As good as new
The global economic crisis has shifted marketers' focus from creating new products, to renovating the old, according to GMR magazine.
July 29, 2009 1:14 by Precious de Leon
Confused by reports on the state of the economy – from the overtly depressing to the cautiously optimistic – it’s no surprise that attendees of the latest Nielsen client conference were guarded. So what drew this wary group of marketing executives to the event?
The same two words that attracted us: “innovation” and “renovation” – much more so the latter.
Innovation is a buzzword everyone wants to be associated with but, whether in NPD, services or delivery, it can be a costly affair. Statistics from Ernst & Young and Nielsen show a 90 percent failure rate among new launches, while another study* estimates that 65 percent of marketing funds are spent on launches that fail. These sobering facts, along with the cost of research and other time and effort put into innovation, suggests investment in innovation during an economic downturn is a bad idea.
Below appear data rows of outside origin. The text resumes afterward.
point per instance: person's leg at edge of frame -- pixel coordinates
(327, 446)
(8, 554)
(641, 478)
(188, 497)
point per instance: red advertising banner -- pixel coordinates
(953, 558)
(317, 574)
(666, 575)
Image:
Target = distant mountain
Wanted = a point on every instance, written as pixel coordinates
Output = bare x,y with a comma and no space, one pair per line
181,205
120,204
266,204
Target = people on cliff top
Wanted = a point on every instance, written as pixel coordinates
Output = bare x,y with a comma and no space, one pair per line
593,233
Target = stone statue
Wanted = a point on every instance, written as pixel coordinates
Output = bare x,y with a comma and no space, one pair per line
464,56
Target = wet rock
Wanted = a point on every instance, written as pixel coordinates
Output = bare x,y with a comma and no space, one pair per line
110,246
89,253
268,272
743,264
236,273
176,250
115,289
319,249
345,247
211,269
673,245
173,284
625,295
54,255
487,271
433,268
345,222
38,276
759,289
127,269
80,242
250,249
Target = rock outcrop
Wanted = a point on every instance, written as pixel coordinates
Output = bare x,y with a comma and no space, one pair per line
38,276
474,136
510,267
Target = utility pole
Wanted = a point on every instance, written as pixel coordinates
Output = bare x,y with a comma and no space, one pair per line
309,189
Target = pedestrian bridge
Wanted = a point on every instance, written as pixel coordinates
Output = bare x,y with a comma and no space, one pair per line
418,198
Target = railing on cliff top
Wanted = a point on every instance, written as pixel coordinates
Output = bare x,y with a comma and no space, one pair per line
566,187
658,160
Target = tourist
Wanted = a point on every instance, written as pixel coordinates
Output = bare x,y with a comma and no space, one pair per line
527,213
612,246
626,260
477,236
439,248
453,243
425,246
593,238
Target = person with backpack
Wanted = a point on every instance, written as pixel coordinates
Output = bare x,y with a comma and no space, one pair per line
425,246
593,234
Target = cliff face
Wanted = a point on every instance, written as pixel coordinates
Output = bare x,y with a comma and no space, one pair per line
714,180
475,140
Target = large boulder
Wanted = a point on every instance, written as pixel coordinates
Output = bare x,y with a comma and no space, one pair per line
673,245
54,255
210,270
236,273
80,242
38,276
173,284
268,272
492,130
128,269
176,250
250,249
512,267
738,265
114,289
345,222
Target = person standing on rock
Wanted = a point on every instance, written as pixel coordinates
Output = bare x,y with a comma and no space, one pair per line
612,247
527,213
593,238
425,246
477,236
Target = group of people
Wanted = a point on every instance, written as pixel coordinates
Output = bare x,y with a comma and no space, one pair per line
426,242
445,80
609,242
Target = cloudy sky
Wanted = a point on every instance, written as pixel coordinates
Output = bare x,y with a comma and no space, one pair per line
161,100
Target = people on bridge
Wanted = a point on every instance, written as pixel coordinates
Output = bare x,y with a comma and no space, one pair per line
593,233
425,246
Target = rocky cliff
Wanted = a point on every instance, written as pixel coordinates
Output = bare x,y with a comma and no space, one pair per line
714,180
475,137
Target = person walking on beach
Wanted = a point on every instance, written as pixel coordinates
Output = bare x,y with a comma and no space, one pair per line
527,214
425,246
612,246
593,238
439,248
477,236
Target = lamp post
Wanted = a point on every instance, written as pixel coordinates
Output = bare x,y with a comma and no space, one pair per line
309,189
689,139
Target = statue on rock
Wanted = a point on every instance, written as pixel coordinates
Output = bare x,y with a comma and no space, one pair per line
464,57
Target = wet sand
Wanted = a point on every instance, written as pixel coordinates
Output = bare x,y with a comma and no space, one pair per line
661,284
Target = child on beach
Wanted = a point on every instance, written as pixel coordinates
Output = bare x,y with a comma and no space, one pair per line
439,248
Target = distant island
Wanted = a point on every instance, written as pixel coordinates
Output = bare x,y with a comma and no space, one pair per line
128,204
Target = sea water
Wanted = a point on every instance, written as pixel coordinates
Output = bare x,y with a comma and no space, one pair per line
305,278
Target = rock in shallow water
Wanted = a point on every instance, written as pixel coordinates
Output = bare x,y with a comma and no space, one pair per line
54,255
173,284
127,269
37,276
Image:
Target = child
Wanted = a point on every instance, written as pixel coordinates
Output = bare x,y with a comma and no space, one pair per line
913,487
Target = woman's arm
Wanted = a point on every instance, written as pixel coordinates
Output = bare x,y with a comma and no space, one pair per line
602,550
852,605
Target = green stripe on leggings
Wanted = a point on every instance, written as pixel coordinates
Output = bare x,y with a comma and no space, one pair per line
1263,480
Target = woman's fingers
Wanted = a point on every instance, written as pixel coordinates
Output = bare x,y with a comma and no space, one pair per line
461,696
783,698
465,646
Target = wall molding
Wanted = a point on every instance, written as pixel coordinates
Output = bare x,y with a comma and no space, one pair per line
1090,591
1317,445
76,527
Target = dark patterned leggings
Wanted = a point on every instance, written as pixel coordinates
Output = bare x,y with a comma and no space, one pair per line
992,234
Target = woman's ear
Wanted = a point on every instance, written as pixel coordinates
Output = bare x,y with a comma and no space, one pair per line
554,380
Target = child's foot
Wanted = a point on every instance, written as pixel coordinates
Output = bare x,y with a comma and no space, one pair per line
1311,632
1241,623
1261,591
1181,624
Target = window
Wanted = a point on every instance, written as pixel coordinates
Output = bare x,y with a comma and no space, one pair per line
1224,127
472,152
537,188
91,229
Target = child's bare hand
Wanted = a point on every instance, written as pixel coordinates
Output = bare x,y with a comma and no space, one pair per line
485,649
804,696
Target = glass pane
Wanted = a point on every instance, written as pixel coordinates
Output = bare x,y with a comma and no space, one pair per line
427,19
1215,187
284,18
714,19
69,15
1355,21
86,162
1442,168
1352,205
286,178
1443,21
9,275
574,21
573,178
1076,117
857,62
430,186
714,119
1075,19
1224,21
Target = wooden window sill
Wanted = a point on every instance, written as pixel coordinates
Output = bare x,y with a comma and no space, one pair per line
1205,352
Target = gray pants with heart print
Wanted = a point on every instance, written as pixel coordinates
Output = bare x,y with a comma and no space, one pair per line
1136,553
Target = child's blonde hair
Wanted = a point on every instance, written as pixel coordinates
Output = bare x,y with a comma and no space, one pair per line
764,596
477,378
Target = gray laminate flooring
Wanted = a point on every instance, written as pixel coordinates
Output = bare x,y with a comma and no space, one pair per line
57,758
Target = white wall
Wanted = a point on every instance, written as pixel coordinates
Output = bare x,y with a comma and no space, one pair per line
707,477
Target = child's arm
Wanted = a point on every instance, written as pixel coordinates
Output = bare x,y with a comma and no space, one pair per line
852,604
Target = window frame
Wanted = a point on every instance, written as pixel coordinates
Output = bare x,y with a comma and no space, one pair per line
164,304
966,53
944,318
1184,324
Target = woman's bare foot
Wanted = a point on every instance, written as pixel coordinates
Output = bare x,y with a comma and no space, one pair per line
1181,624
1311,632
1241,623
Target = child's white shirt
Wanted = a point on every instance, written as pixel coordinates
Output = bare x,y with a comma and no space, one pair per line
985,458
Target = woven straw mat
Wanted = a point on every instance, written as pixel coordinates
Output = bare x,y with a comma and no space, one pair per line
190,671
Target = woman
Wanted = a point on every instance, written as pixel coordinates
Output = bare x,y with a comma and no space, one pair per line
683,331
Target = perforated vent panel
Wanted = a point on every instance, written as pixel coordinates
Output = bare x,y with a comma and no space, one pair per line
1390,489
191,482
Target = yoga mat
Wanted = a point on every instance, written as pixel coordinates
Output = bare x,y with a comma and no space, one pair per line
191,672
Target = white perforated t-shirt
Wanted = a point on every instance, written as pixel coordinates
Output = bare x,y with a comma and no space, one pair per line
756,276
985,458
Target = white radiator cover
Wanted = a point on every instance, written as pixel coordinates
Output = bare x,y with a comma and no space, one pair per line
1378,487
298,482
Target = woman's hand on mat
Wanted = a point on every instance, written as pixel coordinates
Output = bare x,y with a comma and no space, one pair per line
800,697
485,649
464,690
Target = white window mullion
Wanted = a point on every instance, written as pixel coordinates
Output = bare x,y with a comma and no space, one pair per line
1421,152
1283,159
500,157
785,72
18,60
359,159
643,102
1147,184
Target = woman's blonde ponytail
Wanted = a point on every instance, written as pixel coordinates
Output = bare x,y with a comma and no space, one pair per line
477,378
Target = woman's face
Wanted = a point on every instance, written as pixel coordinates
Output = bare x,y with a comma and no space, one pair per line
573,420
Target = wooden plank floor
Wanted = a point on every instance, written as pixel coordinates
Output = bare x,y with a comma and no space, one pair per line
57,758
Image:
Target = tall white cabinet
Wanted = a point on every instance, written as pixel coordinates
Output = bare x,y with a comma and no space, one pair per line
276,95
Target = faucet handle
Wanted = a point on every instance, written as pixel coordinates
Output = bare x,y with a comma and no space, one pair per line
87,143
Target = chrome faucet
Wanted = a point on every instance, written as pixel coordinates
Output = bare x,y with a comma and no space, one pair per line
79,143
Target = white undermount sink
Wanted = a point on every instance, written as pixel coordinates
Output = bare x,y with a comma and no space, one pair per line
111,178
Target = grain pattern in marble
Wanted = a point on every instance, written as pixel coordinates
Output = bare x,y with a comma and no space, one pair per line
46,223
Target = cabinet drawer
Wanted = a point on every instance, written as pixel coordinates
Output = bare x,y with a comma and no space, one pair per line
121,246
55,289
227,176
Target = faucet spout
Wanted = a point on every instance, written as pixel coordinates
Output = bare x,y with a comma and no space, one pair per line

Or is it? Not quite, according to stats The Nielsen Company distributed.
Abandoning innovation may be a worse idea. At the same time, the trend for companies to opt instead for renovation in times of recession should be encouraged.
The two-part half-day “Winning with Innovation & Renovation” conference, its organisers say, was meant to encourage clients to invest in innovation, while remaining realistic about the costs and risks involved. The second part covered renovation and the possibilities for keeping existing brands at top-of-mind through revamps.
Nielsen put the economic downturn into perspective with stats gathered by the company’s sales forecasting and optimising tool, Bases. One interesting figure looked at the last downturn. It showed a 256 percent difference in growth rates in the first five years after the recession between companies that “cut sales and marketing efforts during recession” and those that maintained theirs.